Dans son arrêt du 24 février 2017, la chambre mixte de la Cour de cassation a examiné les intérêts en présence : l'intérêt du locataire, celui du mandataire et celui du propriétaire-mandant.

S'agissant de l'intérêt de l'agent immobilier, la loi Hamon puis la loi Macron ont institué de nouveaux mécanismes de régulation de la profession d'agent immobilier qui selon la chambre mixte doivent conduire à considérer que l'ordre public de direction est suffisamment protégé par ces lois et n'a pas à être assuré par les parties au procès. S'agissant du propriétaire-mandant, le formalisme imposé par la loi Hoguet vise principalement à le protéger d'éventuels abus commis par des agents immobiliers. Le formalisme imposé par la loi Hoguet devrait donc, selon la Cour, lui bénéficier et ce faisant, l'éventuelle nullité devrait également viser à assurer cette protection. Enfin, s'agissant du locataire, la Cour de cassation relève que la loi de 1989 assure déjà une protection particulière au locataire, notamment au titre des motifs devant être mentionnés sur le congé, du droit de préemption et du préavis.

la nouvelle définition de la nullité

Outre cette approche des intérêts en cause, cet arrêt est remarquable en ce que les juges ont fait référence à la réforme récente du droit des obligations (ordonnance du 10 février 2016) en invoquant l'article 1179 nouveau du Code civil et ce, alors que cet article n'était pas applicable au mandat en cause puisque conclu avant le 10 février 2016. Selon cet article, la nullité est absolue lorsque la règle violée a pour objet la sauvegarde de l'intérêt général et la nullité est relative lorsque la règle violée a pour seul objet la sauvegarde d'un intérêt privé.

Confrontant cette définition légale des nullités absolue et relative à l'équilibre des intérêts en jeu (mandant, agent et locataire), la Cour conclut que le non-respect du formalisme imposé par la loi Hoguet doit être sanctionné par une nullité relative et non une nullité absolue car l'objectif de la loi Hoguet est, en l'occurrence, de protéger uniquement le mandant (ici le propriétaire) dans ses rapports avec le mandataire (l'agent immobilier). Il s'agit bien ici de protéger un intérêt privé et non l'intérêt général.

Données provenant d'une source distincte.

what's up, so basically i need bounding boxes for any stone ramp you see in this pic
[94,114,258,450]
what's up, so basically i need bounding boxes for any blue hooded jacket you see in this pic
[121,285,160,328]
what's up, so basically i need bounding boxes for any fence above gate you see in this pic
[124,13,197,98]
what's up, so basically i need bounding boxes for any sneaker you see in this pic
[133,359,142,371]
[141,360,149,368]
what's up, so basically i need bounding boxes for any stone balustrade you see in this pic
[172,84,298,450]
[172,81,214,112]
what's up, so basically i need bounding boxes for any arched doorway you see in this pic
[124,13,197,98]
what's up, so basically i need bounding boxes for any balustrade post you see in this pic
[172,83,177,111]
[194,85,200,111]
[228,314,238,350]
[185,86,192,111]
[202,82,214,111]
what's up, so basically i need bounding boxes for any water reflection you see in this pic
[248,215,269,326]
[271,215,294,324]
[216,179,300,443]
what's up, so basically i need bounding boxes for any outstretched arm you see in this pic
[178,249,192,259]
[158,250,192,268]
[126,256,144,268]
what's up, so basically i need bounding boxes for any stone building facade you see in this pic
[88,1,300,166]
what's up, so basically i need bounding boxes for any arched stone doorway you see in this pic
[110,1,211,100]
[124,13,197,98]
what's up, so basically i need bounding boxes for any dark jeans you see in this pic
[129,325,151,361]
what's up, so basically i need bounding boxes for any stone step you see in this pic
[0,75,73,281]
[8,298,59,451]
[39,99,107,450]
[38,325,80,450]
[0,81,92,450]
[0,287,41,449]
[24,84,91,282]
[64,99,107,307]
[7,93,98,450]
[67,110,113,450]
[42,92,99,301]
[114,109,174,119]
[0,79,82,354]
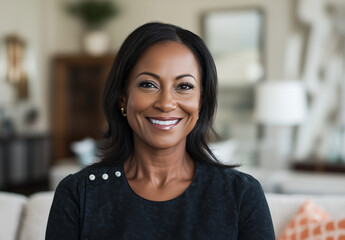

Les conséquences pratiques

Les conséquences de ce nouveau régime de nullité sont importantes. En l'occurrence le locataire, tiers au contrat de mandat, n'est pas recevable à invoquer la nullité de ce mandat. Le bailleur pourra soit soulever la nullité du mandat conclu avec un agent immobilier, soit au contraire, confirmer ce mandat en renonçant à invoquer la nullité afin de la couvrir. Enfin et surtout, le corollaire de cette nullité relative limitée à la protection des intérêts du mandant, devrait conduire les juridictions à appliquer la théorie du mandat apparent afin d'éviter l'anéantissement d'actes conclus avec des tiers de bonne foi en exécution de ce mandat irrégulier.

Cet arrêt a donc le mérite de réconcilier bon sens, morale et sécurité juridique.